It's totally possible that I'm more or less done working out for the week, because Thursday was crazy busy as the students leave for spring break, then Friday we'll be getting ready to travel and then travelling, Saturday we'll be spending a day at Kenyon (and travelling to and from). It's getting busy, I've gotten in 3 days of work and we'll see where it goes from here.
Monday, I got into the weight room and hit "the usual": leg press, bench press, squats, and lat pull-down. I pushed the leg press hard and got more reps in my two minutes than I've gotten before, and the same on bench. Pretty solid effort, all in all. Go me.
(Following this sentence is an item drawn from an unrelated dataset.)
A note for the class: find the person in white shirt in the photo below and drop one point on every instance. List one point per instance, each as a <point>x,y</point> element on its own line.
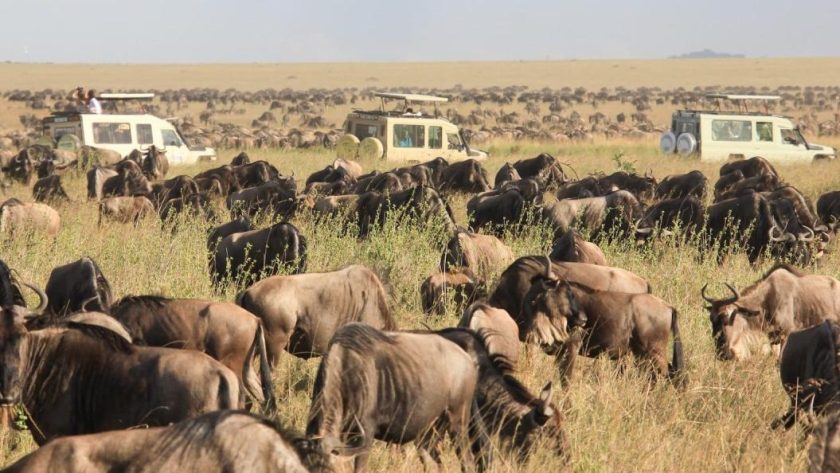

Oh, and I also worked in some speed work after that. Nothing too big, just four sprints, each about 120 yards (or whatever the length of our indoor track is).
Tuesday I went for a run, and it was just nice enough to draw me outside, but not nice enough for me not to hate it. Recently, I've only run inside in nice flat, controlled conditions. Outside sucks. For those who know my school, I "like" (I use the term loosely) a loop of about a mile from the fitness center down to the lake past the flag poles, along the lake to go around the crew building, then up parallel to the road to the football field, then between the football field and the lacrosse practice field, across the parade field, up the steep little hill by the health center, then angled up that hill in front of the chapel back to the starting point.
Before I'd even gotten started good, this seemed like a terrible idea. The ground was still saturated from recent rains and a good deal of the loop is on grass. So my shoes (granted, they're Vibrams, so there isn't much to them) were totally soaked pretty much as soon as I started. And then when I made the turn to cross that big field from the crew building up to the football field (which seemed way far away), I was running into the wind and--I would swear--at least slightly uphill. Every step was like running through something that's hard to run through. Something that's so hard to run through, it saps the mind's ability to form similes. That's how bad it was.
And then, as I come around to finish each loop, I have to go up a steep (albeit short) hill and then a long gradual slope. So that by the time I finish a loop I really want to just quit. My plan, congruent with what I said in the last post, was to run about 40 minutes, which I supposed would be 40 minutes. I was ready to quit before I finished the first mile loop as well as at the end of each loop, not to mention in the midst of several of them. I slowed to a walk just a couple times, to pull out twigs that had lodged between my toes, but basically I ran the whole 40 minutes, so I guess that's a win. Definitely slower than 10-minute miles by the time it was done, but I wasn't really timing my splits.
Wednesday, I once again had post-40-minute-run sore legs, but I also once again pressed forward with a workout in the weight room: 2 minutes of 135# deadlifts, 2 minutes of shoulder presses, and 2 minutes of seated rows. It's amazing how challenging six minutes of actual work can be, but there it was. And, just like last week, I felt like it was not only challenging, but also a great recovery workout, as the legs felt just a bit fresher when I was done.